A進歩性を推認できる根拠とは、例えば副引用例中に特許出願に係る発明への創作活動を妨げるような事情をいいます。
例えば「圧力波機械付きの内燃機関」(平成22年(行ケ)第10345号)では、寒い環境でのエンジンのスタート特性を改善するためにエンジンへ燃料を供給するための循環路に加熱装置を設ける発明の進歩性が問題となりました。副引用例中の加熱手段が引用されましたが、それは循環路中の点Aから熱を奪って点Bへ放出するというアイディアの一部であり、そのアイディアは全体として点Aを冷却することを課題とするものでした。発明の課題が正反対ですので、これは、阻害要因ともいえるものであり、進歩性を推認する根拠となります。
→発明の不実施
B進歩性を推認できる根拠は、技術的な観点から認められるものでなければなりません。進歩性を推認する根拠とならない例と次に挙げます。
(イ)発明が創作される過程
発明は、たとえば偶然ある事柄を発見して、そこから一瞬で為し得ることもあれば、さまざまな試行錯誤により為し得ることもあります。しかしながら、発明が行われる過程は、発明の価値とは無関係です。発明をするのに要した苦労を意見書でアピールしても、進歩性を肯定される材料にはなりません。

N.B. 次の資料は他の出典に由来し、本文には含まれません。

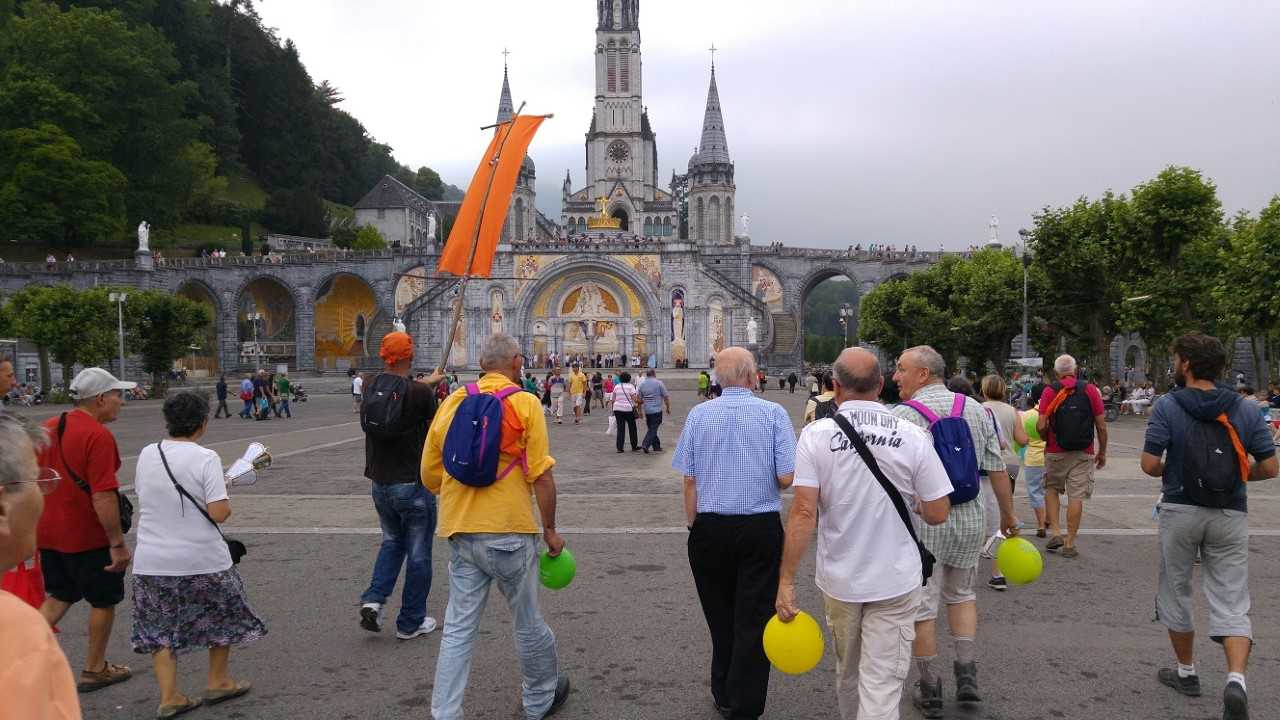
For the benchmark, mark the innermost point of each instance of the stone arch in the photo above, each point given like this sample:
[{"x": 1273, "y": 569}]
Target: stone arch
[
  {"x": 204, "y": 361},
  {"x": 713, "y": 227},
  {"x": 274, "y": 336},
  {"x": 348, "y": 322}
]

しかしながら、化学などの分野では一定の課題に見合う材料を発見するのに多数の実験を行う必要が客観的に認められる場合には、発明の効果との関係で進歩性が認められる可能性があります。→Obvious to Try
(ロ)他の国での特許の存在
パリ条約優先権を主張して特許出願をした場合に、その主張の基礎となる外国の特許出願が特許されていることは、進歩性を肯定する根拠とはなりません。各国の進歩性の要件はそれぞれ異なり、審査も独立して行われるからです(→特許独立の原則)。